I have two csv files:

info.csv:

"Last Name", First Name, ID, phone, adress, age X [Total age: 100] |009076

abc, xyz, 1234, 982-128-0000, pqt,

bcd, uvw, 3124, 813-222-1111, tre, 

poi, ccc, 9087, 123-45607890, weq,

and then

age.csv:

student_id,age_1

3124,20

9087,21

1234,45

I want to compare the two csv files, based on the columns "id" from info.csv and "student_id" from age.csv and take the corresponding "age_1" data and put it into the "age" column in info.csv.

So the final output should be:

info.csv:

"Last Name", First Name, ID, phone, adress, age X [Total age: 100] |009076
 abc, xyz, 1234, 982-128-0000, pqt,45
 bcd, uvw, 3124, 813-222-1111, tre,20
 poi, ccc, 9087, 123-45607890, weq,21

I am able to simply join the tables based on the keys into a new.csv, but can't put the data in the columns titles "age". I used "csvkit" to do that.

Here is what I used:

csvjoin -c 3,1 info.csv age.csv > new.csv

Solution

Try this...

import csv

info = list(csv.reader(open("info.csv", 'rb')))
age = list(csv.reader(open("age.csv", 'rb')))

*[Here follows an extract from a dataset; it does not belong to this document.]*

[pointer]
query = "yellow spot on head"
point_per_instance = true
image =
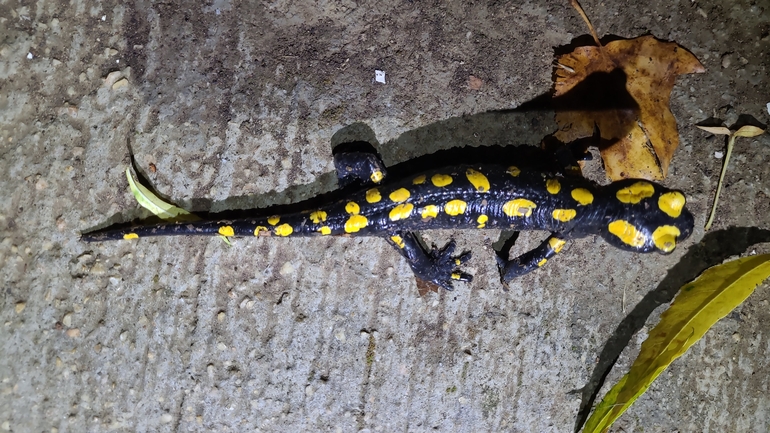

def copyCSV(age, info, outFileName = 'out.csv'):
    # put age into dict, indexed by ID
    # assumes no duplicate entries

    # 1 - build a dict ageDict to represent data
    ageDict = dict([(entry[0].replace(' ',''), entry[1]) for entry in age[1:] if entry != []])

    # 2 - setup output
    with open(outFileName, 'wb') as outFile:
        outwriter = csv.writer(outFile)
        # 3 - run through info and slot in ages and write to output
        # nb: had to use .replace(' ','') to strip out whitespaces - these may not be in original .csv
        outwriter.writerow(info[0])
        for entry in info[1:]:
            if entry != []:
                key = entry[2].replace(' ','')
                if key in ageDict: # checks that you have data from age.csv
                    entry[5] = ageDict[key]
            outwriter.writerow(entry)

copyCSV(age, info)

Let me know if it works or if anything is unclear. I've used a dict because it should be faster if your files are massive, as you only have to loop through the data in age.csv once.

There may be a simpler way / something already implemented...but this should do the trick.